Butler Turizm Yaşam Döngüsü Modeli
Turizm Yaşam Döngüsü (TALC), bir turizm destinasyonu gelişiminde yer alan aşamaları açıklamak için Butler (1980) tarafından geliştirilen aşamalı bir modeldir. Butler (1980) üretim sektöründeki “yaşam döngüsü” teorisine benzer şekilde turistlik destinasyonların nasıl bir süreç geçirdiğini ele almıştır ve aynı zamanda yerel halkın turizme yönelik tutumlarının nasıl şekillendiğini ve farklılaştığını ortaya koymuştur. Butler (1980), geliştirmiş olduğu turizm yaşam döngüsünü modelinde turistlik destinasyonlarda turizmin gelişmesini altı aşamada ele almıştır. Bu gelişim aşamalarını, Keşif Süreci, Katılım Süreci, Gelişim Süreci, Pekişme Süreci, Durgunluk Süreci, Düşüş Süreci ile Yenilenme süreçleri oluşturmaktadır.

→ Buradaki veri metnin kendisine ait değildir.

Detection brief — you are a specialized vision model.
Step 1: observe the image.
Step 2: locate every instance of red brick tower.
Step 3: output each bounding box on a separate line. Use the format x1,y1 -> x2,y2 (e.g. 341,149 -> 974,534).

Keşfetme Süreci (Exploration)
Bir turistlik destinasyonda turizmin başlangıcının ilk aşamasını oluşturmaktadır. Bu süreçte bölgeye kendi imkanlarıyla çok az sayıda turist gelmektedir ve seyahatler düzensizdir. Bu aşama genellikle sınırlı erişim, sınırlı bilgi ve yetersiz tesisler nedeniyle ziyaretçi sayısı oldukça sınırlıdır. Az sayıda turisti bölgeye çeken temel faktörler benzersiz doğal güzellikler ile kültürel ve tarihi özelliklerden kaynaklamaktadır. Bu süreçte turistler için özel olarak belirlenmiş ya da inşa edilmiş mekânların olmadığından dolayı turistler yerel halkın kullandığı imkanları kullanmaktadır. Bundan dolayı keşfetme sürecinde turistlerin yerel halk ile iletişim ve etkileşimleri çok daha yüksektir. Bu aşamadaki yerel halk ile turist arasındaki ilişki, doğal, samimi ve içtendir. Aynı zamanda bu süreçte turizmin bölgenin fiziki dokusu üzerinde bir etkisi söz konusu olmadığı gibi bölge halkının ekonomik ve sosyal yaşamı üzerinde hissedilebilir bir etkisi de yoktur.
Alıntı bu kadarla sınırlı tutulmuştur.